Now I need to get round to cutting the grass !

 

Don't know about the P settings, motor magnet count - what's that ? I'll see what the first ride gives me.

Motor magnet count is 16 and motor reduction ( I think) is 10.5 or 10.667 so gives P1 as 168/170.

P1 is criucial for motor performance, I swapped out a Bafang cst & a AKM128C to see which I preferred , both P1's were widely differrent . Forgetting to change the P1 , I couldn't reason why my Q128 cut out at 10mph. Reason beng P1 was set too low as was on the Bafang setting.

  • Author

Thanks Nealh.

The motor is a 328rpm 128H cst. They give this a gear ratio of 8.1, so is this the figure I multiply with 16 to get P1?

I get this to be 129/130.

  • Author

I took the bike out to Pembrey Park for a noodle round empty car parks.

The loss of weight and motor diameter has made a huge difference to handling, especially at low speed. The motor is quiet and loads less vibration than the Dillinger.

P1 has been set to 130 and speed registration seems to be working correctly, at least in comparison to my wifes bike - questionable accuracy but near enough for now. Wattage in level 1 was in the region of 60-100watts. On level 5 bike went smoothly to 15.5mph then wattage backed off from (I spotted a max wattage of around 650). I will look to increase the cut off speed a smidge and look at maximum current.
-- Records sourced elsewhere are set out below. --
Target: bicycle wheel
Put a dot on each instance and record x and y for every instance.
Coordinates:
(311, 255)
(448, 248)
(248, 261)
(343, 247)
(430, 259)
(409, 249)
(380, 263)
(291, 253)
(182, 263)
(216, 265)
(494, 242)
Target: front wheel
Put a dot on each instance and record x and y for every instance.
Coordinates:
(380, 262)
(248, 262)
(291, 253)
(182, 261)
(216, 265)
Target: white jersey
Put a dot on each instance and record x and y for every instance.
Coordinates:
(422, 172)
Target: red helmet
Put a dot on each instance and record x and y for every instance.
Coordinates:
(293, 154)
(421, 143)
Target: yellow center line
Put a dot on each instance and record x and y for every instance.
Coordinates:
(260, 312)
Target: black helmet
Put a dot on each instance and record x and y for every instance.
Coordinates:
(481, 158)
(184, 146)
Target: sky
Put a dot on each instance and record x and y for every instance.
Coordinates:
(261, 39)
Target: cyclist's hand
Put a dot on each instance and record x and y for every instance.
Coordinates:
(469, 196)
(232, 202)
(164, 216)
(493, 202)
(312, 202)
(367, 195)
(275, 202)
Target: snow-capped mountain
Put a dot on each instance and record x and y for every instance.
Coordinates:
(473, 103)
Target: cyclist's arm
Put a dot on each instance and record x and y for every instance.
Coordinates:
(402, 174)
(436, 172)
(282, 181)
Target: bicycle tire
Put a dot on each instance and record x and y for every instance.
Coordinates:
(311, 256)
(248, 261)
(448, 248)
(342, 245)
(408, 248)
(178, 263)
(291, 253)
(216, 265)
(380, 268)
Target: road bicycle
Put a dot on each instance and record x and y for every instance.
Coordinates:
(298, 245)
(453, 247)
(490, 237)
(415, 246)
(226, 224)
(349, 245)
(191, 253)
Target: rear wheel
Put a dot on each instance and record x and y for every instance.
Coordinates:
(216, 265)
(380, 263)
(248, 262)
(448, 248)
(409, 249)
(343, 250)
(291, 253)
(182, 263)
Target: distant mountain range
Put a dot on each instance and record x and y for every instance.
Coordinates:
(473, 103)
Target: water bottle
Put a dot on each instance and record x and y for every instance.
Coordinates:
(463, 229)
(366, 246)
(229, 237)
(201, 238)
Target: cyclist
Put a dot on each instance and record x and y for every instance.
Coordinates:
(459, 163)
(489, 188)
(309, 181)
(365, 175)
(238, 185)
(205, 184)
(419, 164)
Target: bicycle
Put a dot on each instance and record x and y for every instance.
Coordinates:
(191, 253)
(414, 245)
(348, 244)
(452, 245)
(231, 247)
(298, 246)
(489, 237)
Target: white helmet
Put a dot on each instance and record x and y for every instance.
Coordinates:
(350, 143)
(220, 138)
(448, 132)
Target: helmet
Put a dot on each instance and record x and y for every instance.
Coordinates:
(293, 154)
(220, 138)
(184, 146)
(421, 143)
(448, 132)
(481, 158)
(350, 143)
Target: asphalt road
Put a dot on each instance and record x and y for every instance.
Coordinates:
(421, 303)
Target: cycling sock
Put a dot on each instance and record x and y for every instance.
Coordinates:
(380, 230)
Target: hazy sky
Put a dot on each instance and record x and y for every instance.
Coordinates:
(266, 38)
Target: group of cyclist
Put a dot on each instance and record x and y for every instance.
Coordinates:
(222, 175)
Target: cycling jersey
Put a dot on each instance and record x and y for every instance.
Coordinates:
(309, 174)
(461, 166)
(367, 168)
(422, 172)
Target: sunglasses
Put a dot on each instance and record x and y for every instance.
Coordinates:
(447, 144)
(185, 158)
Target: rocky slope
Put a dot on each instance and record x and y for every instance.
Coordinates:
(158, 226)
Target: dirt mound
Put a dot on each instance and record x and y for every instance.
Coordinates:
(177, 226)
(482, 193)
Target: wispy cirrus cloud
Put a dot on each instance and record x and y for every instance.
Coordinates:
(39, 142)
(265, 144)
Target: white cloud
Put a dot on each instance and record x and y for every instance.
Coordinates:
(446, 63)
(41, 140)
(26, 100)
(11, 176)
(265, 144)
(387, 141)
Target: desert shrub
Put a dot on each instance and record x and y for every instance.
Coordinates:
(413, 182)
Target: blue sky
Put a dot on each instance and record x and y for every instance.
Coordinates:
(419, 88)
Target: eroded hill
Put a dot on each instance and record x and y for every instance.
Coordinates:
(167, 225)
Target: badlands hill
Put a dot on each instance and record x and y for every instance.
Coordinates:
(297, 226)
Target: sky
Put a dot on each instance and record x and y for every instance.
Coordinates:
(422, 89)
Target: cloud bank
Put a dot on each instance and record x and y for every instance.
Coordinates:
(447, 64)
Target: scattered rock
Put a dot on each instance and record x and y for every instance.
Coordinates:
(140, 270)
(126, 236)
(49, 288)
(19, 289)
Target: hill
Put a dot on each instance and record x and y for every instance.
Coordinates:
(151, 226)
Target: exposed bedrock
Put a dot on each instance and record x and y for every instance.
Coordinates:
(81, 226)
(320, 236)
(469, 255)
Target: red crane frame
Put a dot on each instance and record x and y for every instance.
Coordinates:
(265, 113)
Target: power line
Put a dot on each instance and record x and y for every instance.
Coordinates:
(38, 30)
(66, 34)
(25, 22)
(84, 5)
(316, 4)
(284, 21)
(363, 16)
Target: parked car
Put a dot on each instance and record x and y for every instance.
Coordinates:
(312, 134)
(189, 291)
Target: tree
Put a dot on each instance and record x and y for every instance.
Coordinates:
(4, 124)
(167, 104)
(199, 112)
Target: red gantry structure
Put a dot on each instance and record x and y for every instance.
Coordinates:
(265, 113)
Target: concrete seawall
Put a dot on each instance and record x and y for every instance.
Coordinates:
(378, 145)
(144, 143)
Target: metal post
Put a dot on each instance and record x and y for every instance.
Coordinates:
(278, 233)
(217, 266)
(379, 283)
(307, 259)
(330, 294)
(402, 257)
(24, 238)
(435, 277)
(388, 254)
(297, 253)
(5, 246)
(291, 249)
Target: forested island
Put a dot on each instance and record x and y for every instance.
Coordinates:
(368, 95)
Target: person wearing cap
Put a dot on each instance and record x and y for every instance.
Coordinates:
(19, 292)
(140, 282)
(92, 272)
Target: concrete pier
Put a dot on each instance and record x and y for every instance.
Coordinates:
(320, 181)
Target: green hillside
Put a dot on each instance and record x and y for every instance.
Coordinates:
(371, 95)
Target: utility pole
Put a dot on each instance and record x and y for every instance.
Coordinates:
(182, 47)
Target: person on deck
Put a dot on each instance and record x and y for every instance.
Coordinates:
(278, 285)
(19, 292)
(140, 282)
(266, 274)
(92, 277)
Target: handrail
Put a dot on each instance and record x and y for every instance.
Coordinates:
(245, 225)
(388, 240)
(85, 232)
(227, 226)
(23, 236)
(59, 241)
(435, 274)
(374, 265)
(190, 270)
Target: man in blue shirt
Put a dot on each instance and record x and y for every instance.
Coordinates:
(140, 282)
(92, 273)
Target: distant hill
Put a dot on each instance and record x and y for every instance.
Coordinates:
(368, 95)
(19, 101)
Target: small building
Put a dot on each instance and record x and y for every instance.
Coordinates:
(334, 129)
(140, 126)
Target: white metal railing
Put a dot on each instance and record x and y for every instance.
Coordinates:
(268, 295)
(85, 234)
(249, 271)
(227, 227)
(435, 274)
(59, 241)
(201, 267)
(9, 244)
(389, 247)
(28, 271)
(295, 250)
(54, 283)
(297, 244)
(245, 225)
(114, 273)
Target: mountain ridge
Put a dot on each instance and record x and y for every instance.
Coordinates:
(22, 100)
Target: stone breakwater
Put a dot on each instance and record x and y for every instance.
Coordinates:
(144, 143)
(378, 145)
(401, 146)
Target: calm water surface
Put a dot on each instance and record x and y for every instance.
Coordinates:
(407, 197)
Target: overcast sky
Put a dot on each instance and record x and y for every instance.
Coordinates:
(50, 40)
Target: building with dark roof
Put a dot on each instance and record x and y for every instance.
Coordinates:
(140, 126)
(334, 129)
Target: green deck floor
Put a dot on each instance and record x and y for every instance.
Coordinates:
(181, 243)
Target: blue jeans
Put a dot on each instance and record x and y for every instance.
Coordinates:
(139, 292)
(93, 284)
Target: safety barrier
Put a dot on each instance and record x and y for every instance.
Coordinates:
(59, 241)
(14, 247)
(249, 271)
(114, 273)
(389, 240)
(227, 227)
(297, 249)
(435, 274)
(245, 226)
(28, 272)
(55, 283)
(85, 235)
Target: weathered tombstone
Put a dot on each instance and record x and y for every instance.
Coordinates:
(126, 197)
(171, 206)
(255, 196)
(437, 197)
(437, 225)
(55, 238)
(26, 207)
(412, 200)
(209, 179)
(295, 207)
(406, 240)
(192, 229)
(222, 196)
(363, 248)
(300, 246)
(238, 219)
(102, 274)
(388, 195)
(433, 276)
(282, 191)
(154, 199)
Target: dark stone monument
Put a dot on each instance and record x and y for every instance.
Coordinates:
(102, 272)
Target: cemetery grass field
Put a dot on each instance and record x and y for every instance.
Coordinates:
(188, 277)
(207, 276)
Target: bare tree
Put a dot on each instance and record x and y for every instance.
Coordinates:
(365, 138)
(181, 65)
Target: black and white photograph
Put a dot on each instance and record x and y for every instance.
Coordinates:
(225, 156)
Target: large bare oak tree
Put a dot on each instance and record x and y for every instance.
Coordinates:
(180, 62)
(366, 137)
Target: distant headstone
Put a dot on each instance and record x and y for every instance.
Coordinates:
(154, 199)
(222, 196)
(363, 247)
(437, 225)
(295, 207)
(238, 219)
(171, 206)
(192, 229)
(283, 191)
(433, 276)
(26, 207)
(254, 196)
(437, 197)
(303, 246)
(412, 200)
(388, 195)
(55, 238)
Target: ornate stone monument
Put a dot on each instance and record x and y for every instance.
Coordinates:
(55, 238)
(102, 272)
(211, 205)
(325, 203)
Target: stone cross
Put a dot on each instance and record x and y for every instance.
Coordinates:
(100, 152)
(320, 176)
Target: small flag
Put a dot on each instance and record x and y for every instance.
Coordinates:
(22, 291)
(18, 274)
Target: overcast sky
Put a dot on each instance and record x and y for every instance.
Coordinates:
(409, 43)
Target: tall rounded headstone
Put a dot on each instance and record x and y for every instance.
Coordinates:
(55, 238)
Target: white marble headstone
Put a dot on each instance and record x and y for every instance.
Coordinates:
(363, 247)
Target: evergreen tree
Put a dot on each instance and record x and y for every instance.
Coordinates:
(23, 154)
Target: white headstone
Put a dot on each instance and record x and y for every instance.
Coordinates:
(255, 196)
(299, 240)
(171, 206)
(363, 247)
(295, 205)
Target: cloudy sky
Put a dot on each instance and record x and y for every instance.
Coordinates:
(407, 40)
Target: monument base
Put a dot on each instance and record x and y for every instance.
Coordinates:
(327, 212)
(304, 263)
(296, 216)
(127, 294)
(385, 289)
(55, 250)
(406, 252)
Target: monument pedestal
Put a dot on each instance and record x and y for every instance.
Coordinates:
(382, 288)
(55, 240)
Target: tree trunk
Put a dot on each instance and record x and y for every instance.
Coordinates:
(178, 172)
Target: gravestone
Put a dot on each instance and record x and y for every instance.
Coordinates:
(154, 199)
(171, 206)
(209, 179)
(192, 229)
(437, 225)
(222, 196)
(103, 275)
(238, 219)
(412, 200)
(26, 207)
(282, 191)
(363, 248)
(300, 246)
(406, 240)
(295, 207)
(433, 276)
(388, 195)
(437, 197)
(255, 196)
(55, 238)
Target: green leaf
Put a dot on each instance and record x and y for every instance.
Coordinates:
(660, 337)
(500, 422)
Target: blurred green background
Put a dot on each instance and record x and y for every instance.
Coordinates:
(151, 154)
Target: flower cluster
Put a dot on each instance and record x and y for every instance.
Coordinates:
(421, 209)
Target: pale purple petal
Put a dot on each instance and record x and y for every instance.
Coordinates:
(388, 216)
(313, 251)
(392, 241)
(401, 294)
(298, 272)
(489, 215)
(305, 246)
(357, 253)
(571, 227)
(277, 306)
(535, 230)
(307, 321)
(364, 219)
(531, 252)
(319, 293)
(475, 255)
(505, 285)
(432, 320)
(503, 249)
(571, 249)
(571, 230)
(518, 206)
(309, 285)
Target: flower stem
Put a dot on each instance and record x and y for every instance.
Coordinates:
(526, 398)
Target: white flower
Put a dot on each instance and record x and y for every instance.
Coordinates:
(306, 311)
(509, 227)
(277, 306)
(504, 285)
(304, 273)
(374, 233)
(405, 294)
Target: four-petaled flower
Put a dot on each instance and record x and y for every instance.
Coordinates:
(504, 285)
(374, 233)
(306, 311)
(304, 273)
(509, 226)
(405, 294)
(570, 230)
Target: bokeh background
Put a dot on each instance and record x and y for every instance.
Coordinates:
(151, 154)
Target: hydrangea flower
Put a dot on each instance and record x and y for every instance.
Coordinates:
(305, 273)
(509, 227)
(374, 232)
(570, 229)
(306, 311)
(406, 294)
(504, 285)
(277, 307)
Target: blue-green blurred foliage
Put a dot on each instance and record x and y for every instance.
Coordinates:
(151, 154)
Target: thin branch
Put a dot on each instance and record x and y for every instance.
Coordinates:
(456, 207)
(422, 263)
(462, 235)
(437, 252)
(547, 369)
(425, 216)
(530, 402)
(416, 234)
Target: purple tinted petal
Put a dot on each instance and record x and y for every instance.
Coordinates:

Hydraulic brake switch is currently held in place by some pretty effective double sided tape, magnet by blutack and cable tie temporarily. Positions prooved now need to find best permanent fix.

 

Thanks to all who have helped throughout this conversion. As well as learming to ride a totally different bike form, I've built my first wheel and pushed my garden shed engineering abilities a bit further. I maybe 70 but I'm not retiring yet. :D

130 should be ok if 8.1 is the ratio, one can never be sure what the correct ratio is when listed.

 

AliExp simply lists 10.5 for both rpm's.